The James Merrill House is nationally significant for its close, forty-one-year association with James Ingram Merrill (1926-95), one of his generation’s most acclaimed poets—considered peerless among his contemporaries who were writing in meter and rhyme. Over the course of his extraordinary career, this erudite and accomplished writer produced twenty-five volumes of poetry, along with three plays, two novels, numerous essays and a memoir. The multilingual author also translated dozens of works of other poets into French, Portuguese, Dutch and modem Greek, and contributed countless introductions, forewords and afterwords to the publications of his colleagues.

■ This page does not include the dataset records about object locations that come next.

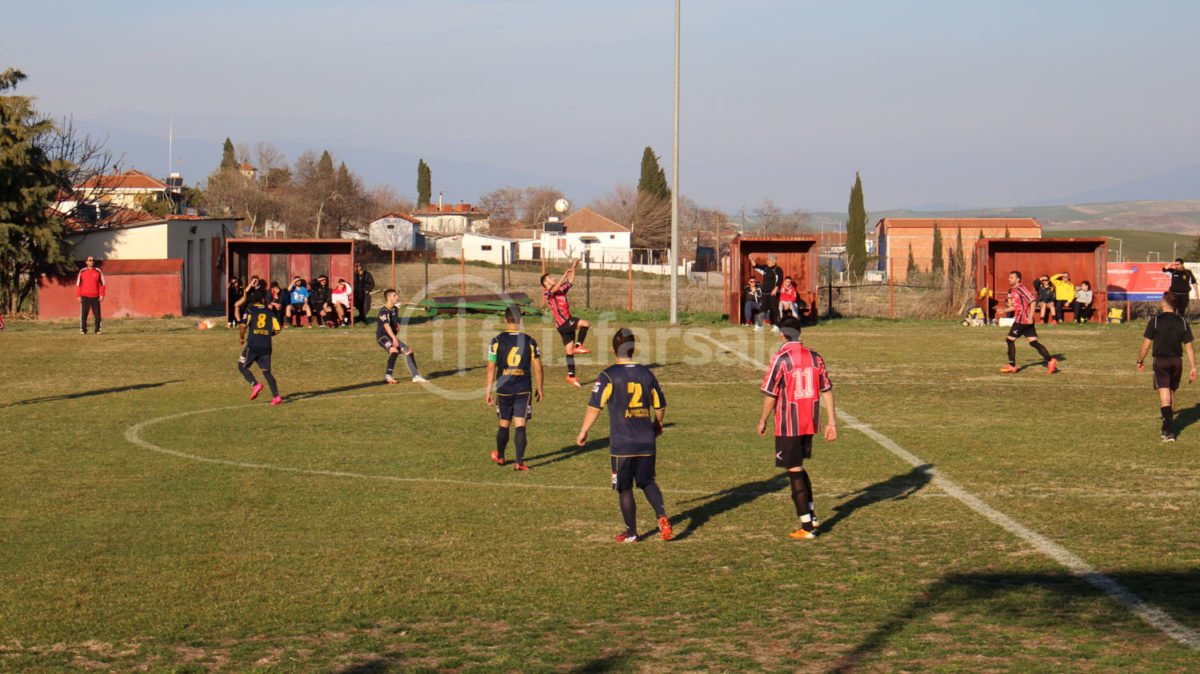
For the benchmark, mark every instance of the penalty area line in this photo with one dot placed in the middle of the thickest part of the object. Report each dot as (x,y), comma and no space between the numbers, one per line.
(1151,614)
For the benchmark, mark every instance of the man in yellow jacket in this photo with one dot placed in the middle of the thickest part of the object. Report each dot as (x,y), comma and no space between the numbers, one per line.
(1063,293)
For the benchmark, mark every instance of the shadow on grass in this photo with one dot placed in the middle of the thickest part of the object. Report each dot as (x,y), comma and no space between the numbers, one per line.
(88,393)
(1065,600)
(306,395)
(897,487)
(724,501)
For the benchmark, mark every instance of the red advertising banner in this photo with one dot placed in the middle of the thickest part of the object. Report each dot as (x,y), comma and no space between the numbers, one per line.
(1139,282)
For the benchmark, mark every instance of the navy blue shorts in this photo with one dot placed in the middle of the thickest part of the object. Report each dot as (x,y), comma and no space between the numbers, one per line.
(629,470)
(515,405)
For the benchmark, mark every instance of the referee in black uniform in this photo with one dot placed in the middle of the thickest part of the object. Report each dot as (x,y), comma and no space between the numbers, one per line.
(1171,337)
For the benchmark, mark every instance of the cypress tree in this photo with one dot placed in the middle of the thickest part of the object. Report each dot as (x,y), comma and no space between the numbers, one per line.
(424,184)
(228,158)
(856,230)
(937,264)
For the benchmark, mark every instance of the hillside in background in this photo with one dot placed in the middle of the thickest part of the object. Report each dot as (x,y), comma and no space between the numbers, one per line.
(1173,217)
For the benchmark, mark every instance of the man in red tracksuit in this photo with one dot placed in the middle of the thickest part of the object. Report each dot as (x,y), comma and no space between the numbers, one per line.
(90,290)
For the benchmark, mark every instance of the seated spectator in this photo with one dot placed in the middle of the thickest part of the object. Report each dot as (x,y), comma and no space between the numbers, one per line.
(298,302)
(1081,306)
(343,301)
(1063,293)
(787,298)
(751,304)
(275,300)
(1044,290)
(322,302)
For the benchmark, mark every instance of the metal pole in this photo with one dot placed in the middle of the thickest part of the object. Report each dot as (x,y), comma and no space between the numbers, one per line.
(675,191)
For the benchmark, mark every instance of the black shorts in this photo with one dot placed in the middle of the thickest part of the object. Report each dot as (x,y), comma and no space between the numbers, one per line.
(792,450)
(1168,372)
(514,405)
(1023,329)
(629,470)
(250,356)
(385,342)
(567,331)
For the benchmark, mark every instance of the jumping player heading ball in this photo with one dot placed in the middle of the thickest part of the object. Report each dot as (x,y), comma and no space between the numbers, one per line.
(556,299)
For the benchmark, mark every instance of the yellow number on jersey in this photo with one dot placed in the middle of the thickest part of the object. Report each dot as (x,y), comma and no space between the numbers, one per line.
(635,395)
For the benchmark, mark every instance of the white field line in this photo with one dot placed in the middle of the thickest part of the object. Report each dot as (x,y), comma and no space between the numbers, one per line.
(1153,615)
(133,434)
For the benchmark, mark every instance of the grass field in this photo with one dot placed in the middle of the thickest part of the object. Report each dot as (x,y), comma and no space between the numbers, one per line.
(153,518)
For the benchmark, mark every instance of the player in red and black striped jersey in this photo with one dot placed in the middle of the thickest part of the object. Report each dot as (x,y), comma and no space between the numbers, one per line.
(636,407)
(520,368)
(796,385)
(1021,302)
(555,293)
(262,324)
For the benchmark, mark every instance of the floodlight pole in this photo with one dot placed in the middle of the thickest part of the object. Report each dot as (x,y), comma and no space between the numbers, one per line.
(675,191)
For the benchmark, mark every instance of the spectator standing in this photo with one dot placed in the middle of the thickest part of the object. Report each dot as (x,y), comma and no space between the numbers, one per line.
(90,290)
(364,283)
(1182,282)
(1171,337)
(343,299)
(233,295)
(751,304)
(1063,293)
(772,278)
(1081,307)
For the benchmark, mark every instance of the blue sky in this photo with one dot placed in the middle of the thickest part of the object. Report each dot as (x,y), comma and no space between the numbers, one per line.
(948,102)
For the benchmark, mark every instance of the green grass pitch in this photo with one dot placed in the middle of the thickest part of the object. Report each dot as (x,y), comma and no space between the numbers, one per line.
(154,518)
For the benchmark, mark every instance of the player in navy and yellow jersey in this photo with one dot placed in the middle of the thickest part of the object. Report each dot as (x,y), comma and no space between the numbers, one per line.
(555,293)
(1020,302)
(635,419)
(796,385)
(516,386)
(262,324)
(385,336)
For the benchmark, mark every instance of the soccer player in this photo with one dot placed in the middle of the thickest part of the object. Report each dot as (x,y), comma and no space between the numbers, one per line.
(90,289)
(1182,282)
(385,335)
(635,419)
(1171,337)
(555,293)
(262,324)
(796,386)
(1020,302)
(519,357)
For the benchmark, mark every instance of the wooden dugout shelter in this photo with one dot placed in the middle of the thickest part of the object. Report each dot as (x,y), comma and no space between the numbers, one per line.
(797,256)
(282,259)
(1084,259)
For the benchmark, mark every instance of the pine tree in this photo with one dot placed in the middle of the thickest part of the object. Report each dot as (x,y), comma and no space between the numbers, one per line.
(652,214)
(856,232)
(228,158)
(937,264)
(33,241)
(424,184)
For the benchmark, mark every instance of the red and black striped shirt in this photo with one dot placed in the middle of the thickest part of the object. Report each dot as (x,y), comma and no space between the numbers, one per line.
(796,379)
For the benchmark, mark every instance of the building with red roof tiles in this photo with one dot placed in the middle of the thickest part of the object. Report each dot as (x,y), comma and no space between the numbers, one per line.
(894,236)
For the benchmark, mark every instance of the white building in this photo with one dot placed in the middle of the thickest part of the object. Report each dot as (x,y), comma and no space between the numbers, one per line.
(451,218)
(396,232)
(585,230)
(478,247)
(198,241)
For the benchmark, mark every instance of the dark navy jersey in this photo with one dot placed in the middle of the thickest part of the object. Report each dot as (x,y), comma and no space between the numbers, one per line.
(261,324)
(388,317)
(513,354)
(633,393)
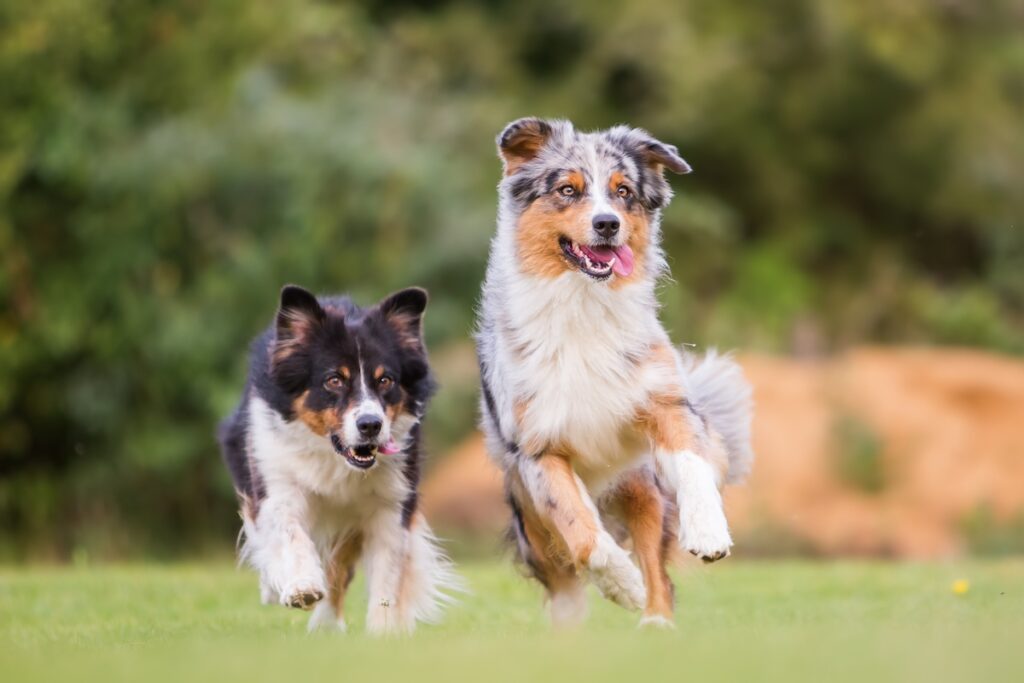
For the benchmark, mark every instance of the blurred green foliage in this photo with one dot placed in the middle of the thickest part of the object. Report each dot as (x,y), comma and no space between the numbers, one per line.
(166,166)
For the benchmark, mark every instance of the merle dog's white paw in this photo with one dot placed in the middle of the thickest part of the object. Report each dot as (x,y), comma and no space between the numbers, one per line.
(655,623)
(702,528)
(325,619)
(614,574)
(302,594)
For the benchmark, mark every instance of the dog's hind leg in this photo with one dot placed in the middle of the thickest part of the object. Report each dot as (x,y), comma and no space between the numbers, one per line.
(637,500)
(560,502)
(329,614)
(540,554)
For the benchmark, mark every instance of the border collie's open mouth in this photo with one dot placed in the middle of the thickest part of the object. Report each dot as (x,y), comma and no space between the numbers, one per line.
(598,261)
(363,456)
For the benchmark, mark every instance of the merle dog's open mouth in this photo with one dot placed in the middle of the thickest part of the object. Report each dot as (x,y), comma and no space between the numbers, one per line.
(598,261)
(361,457)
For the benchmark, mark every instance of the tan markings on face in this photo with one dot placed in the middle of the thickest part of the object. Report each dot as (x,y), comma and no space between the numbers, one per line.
(320,422)
(542,224)
(637,500)
(392,412)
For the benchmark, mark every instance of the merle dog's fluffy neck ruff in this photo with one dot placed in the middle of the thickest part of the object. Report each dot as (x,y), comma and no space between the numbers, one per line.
(324,451)
(587,407)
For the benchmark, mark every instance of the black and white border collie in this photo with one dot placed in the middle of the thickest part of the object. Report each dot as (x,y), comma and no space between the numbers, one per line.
(325,454)
(599,424)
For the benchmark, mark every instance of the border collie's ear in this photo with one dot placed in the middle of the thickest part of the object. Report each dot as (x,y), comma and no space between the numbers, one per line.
(403,310)
(298,314)
(521,140)
(658,153)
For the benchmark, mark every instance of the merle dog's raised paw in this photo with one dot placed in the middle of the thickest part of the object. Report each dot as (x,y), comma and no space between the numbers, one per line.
(303,598)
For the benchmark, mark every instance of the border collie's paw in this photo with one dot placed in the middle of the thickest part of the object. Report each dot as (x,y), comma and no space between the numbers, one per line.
(325,619)
(302,595)
(704,530)
(615,575)
(655,623)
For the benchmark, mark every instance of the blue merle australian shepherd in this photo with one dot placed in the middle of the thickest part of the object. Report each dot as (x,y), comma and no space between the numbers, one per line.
(325,454)
(604,430)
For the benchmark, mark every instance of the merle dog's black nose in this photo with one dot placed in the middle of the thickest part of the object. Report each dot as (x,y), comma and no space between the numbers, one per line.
(369,425)
(606,225)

Merrill’s impressive canon of work garnered nearly every major award in his field, including the Pulitzer Prize; two National Book Awards in Poetry; the National Book Critics Circle Award; the Library of Congress’s first Bobbitt National Prize for Poetry; Yale’s Bollingen Prize for Poetry; and the Medal of Honor for Literature from the National Arts Club. James Merrill lived in this house with his long-time partner, David Jackson.
The house is lovely. It hosts a writer-in-residence program that attracts writers from all over the world to live for free in Merrill’s spacious, well-appointed apartment. I had an appointment to visit with Damian in 2016, but upon arrival, no one was home.
However, the door was unlocked (as I was told it would be) and Damian barged in and… I did the self-guided tour. I don’t suggest you do the same.